A hysterectomy is the surgical removal of the uterus, usually done by a gynecologist. Hysterectomy may be total (removing the body and cervix of the uterus) or partial (also called supra-cervical). In many cases, surgical removal of the ovaries (oophorectomy) is performed concurrent with a hysterectomy. The surgery is then called "Total abdominal hysterectomy with salpingo-oopherectomy."
Although many hysterectomies are performed via a full abdominal incision laparotomy, two common surgical approaches which are less invasive are laparoscopically or vaginally. Surgery with ovarian conservation is an option for the pre-menopausal patient with benign disease (non cancer).
Indications for hysterectomy include Fibroids, pelvic pain (including endometriosis and adenomyosis), pelvic relaxation (or prolapse), heavy or abnormal menstrual bleeding, and cancer or pre-cancer diseases.

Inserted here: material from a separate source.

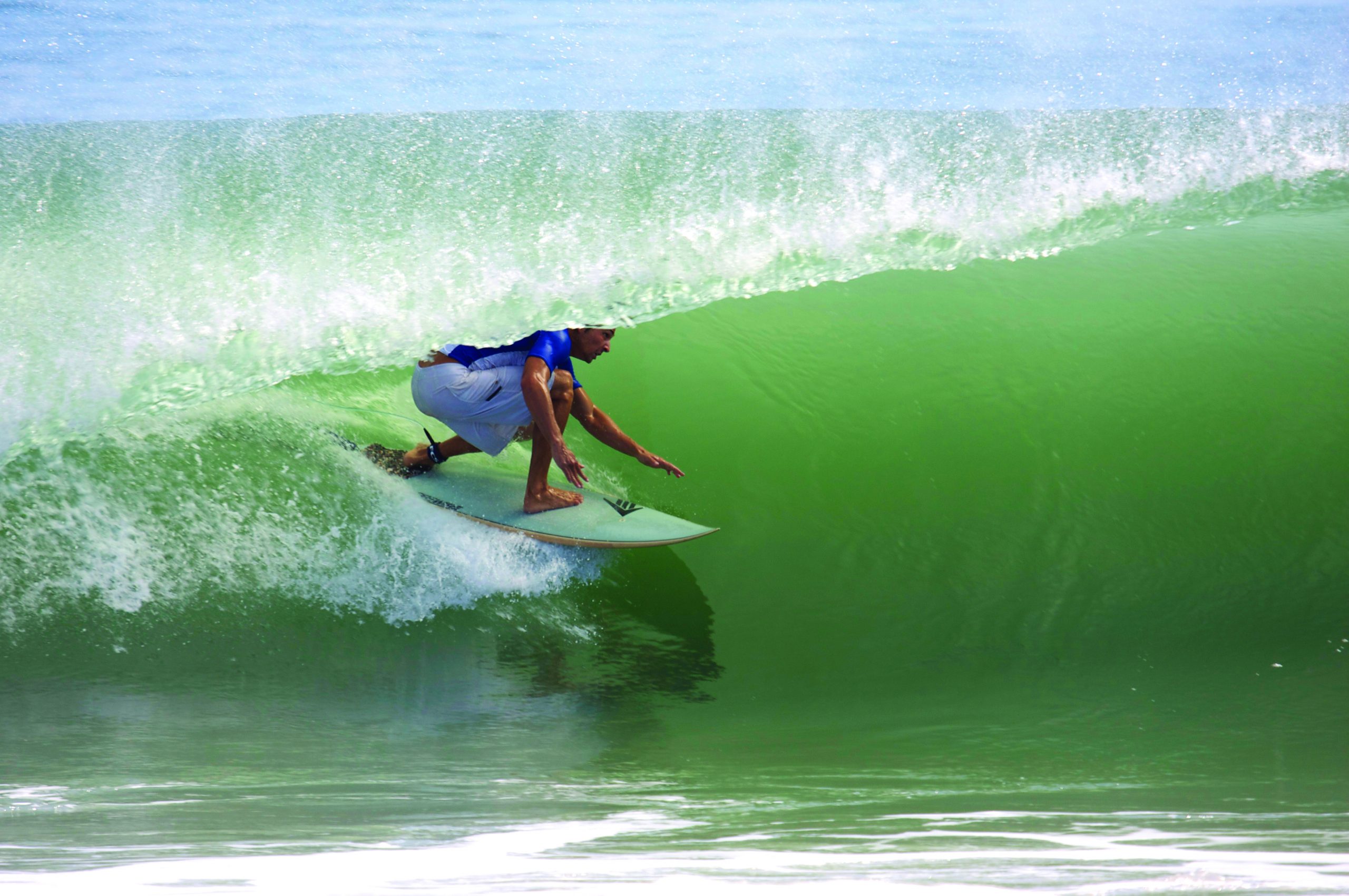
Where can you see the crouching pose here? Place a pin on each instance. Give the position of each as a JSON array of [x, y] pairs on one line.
[[492, 396]]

Fibroids, although a benign disease, may cause heavy menstrual flow and discomfort to some women. Many treatments are possible: medical (the use of NSAIDS for the pain or hormones to suppress the menstrual cycle), uterine artery embolization, or surgical. The surgical treatment varies depending on the location of the fibroids: if inside the lining of the uterus, the hysteroscopic removal might be an option. The safer option should be discussed between the doctor and the patient.
Treatment of cancer: Early stage cancer of the cervix and body of the uterus are both treatable by surgery. In some cases of early cervical cancer, the survival rates are the between a hysterectomy or radiotherapy.
New treatment options have begun to decrease the number of hysterectomies performed in the USA, Canada and UK. Despite this, some women still undergo unnecessary surgery, as some are not given adequate access to good therapeutic alternatives.